SUN VALLEY, Idaho - Sumner Redstone, one of the great empire-builders of the media world, said this past weekend that he had no regrets about his decision to break up Viacom Inc., the massive media company that owns MTV, CBS and the Paramount movie studio.
"The age of the conglomerate is over," Redstone said, addressing a small group of reporters at an annual retreat for media moguls in Sun Valley, a scenic resort tucked into the mountains of Idaho.
"Sometimes divorce is better than marriage," Redstone said. "The world has changed" since Viacom announced in 1999 that it was buying CBS Corp. "It's time to take a new look and adapt."
Redstone, a regular guest at the annual Sun Valley conference, had been keeping a low profile at this year's event. On Friday, he agreed to speak to reporters in the lobby of the resort as other key players in the media world including News Corp. Chairman Rupert Murdoch and Time Warner CEO Dick Parsons strolled past.
Last month Viacom's board approved a plan that would split the company into two entities, one with a focus on fast-growing cable networks including MTV, VH1 and Nickelodeon, and the other on cash-rich but slower growing businesses like broadcast television and radio.
The two companies will be run by Redstone's two deputies at Viacom, former CBS chief Les Moonves and former MTV head Tom Freston. Both executives were also attending the Sun Valley meetings.
The annual retreat for media executives, investors and technology gurus draws an A-list crowd from the business world, including investor Warren Buffett, who owns The Buffalo News; Microsoft Corp. Chairman Bill Gates and both Michael Eisner, the outgoing CEO of Walt Disney Co., as well as incoming Disney CEO Bob Iger.

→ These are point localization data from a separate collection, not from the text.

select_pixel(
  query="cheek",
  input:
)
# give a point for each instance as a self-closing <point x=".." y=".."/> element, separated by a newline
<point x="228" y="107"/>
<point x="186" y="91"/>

Addressing the Viacom split, Redstone said that "the time has come to be more nimble" for media businesses. Viacom is hoping that the split will allow each company to move more quickly in its own realm and also attract investors interested only in those sets of businesses.
The stocks of large, diversified media companies including Viacom and Time Warner have been out of favor on Wall Street as investors have become skeptical of claims that the various kinds of media businesses would create more value under one roof than they would operating as separate businesses.
"It hasn't been working," Redstone said of large media conglomerates. For Redstone, the breakup reverses more than a decade of building up Viacom into a major diversified media conglomerate through a series of acquisitions, including the Paramount movie studio, the radio and outdoor businesses that came with CBS, and the Blockbuster video rental chain, which has since been separated from Viacom.
The split also solves the question of who will succeed Redstone, who turns 82 in May. Moonves has been tapped to run the business centered on CBS, while Freston will run the other company, which will keep the Viacom name. Redstone will remain controlling shareholder of both companies.
Redstone's daughter Shari is also taking a greater role in the company, and was recently named to the new position of non-executive vice chairman of the board. She had been a member of the company's board since 1994.